There is no outside force influencing how the events are interpreted. This unbiased point of view is how Forman wished it to be; he is known for his ability to accentuate realism within a film . In representing the asylum so openly and realistically, Forman opens himself up to criticism in misinterpreting the books theme. Whereas Kesey reported that he would direct the film so that when the audience left, they wouldn’t be able to find the exit, Forman wanted to create characters that the audience might feel are practically scary, not deceitfully hideous.

Forman’s film is easy to watch as stated in the New York Times “But the brilliance of the film is precisely that is subtle, empathetic realism outlives such vicissitudes”. There is no more plot than need be to successfully represent the struggle of the patients against their oppressive clinical system. I believe that for the idea of filming, Forman needed to generate this strong association between Ratched and Randall. He only had 133 minutes to show the asylum’s intolerant oppressiveness and this hero-villain relationship is one that the audience can easily narrate to.

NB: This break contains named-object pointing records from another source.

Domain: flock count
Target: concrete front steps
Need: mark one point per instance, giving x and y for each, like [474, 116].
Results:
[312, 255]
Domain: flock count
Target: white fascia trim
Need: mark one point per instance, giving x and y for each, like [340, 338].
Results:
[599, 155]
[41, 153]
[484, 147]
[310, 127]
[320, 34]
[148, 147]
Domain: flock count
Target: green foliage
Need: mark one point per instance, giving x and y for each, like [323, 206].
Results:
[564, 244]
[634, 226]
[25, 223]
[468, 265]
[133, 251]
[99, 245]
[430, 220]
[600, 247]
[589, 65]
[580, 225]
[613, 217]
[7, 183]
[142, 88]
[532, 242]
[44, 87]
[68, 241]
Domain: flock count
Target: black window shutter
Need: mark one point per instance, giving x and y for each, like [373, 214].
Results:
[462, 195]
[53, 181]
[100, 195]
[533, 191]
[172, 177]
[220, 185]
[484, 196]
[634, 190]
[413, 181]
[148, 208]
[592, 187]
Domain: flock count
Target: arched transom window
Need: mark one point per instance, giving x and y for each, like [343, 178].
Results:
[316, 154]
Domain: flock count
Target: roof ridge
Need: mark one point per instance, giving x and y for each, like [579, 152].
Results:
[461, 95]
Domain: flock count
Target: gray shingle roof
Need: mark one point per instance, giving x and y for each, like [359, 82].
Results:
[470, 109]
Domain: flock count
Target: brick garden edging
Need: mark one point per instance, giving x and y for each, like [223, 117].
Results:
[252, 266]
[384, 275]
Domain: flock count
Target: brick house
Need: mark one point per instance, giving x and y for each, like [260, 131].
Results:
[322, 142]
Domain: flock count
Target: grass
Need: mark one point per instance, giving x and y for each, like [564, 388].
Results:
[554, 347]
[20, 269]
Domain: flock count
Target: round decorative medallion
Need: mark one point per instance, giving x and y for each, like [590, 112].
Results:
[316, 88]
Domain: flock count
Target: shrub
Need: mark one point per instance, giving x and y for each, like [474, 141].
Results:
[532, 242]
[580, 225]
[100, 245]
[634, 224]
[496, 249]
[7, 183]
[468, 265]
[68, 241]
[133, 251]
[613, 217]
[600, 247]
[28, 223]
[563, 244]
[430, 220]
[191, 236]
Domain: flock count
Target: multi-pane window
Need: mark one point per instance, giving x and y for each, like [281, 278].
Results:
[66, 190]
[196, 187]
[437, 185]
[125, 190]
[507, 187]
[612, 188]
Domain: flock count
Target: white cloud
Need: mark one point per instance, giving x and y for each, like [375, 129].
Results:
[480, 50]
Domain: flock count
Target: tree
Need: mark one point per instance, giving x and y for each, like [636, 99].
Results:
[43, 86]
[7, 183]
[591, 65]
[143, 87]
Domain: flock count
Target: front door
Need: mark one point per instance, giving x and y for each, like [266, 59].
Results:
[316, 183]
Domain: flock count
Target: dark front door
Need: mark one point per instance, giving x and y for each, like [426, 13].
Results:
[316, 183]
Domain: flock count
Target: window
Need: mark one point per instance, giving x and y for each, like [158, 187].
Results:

Nurse Ratched can be easily recognized as a bad character and McMurphy as the gallant rogue that challenges her authority. The movie was so successful that “In February 1976, one flew over the cuckoo’s nest was rewarded by the academy with nine Oscar nominations”. (Entertainment Weekly). When McMurphy returns from getting his second dose of electroshock therapy and a lobotomy, as punishment for his attempt to strangle Nurse Ratched to death, he is barely human. Two doctors tuck him into bed because he is too weak to do it himself. The arrangement has beaten Randall McMurphy at the game of life.

He lies like a vegetable in bed, unaware to the outside world. He is not able to rebel against the doctors. He cannot lead the patients in a rebellion. Chief Bromden sees that McMurphy’s future has been stolen, along with his manhood, and suffocates him to death with a pillow. McMurphy lies dead in bed. In dying this way, his recollection is sealed among his fellow patients. He can die as a sort of martyr for the men in the little microcosm of a world inside the hospital walls. In one sense, McMurphy was crazy. It was optimistic and crazy to think that he could change such a system.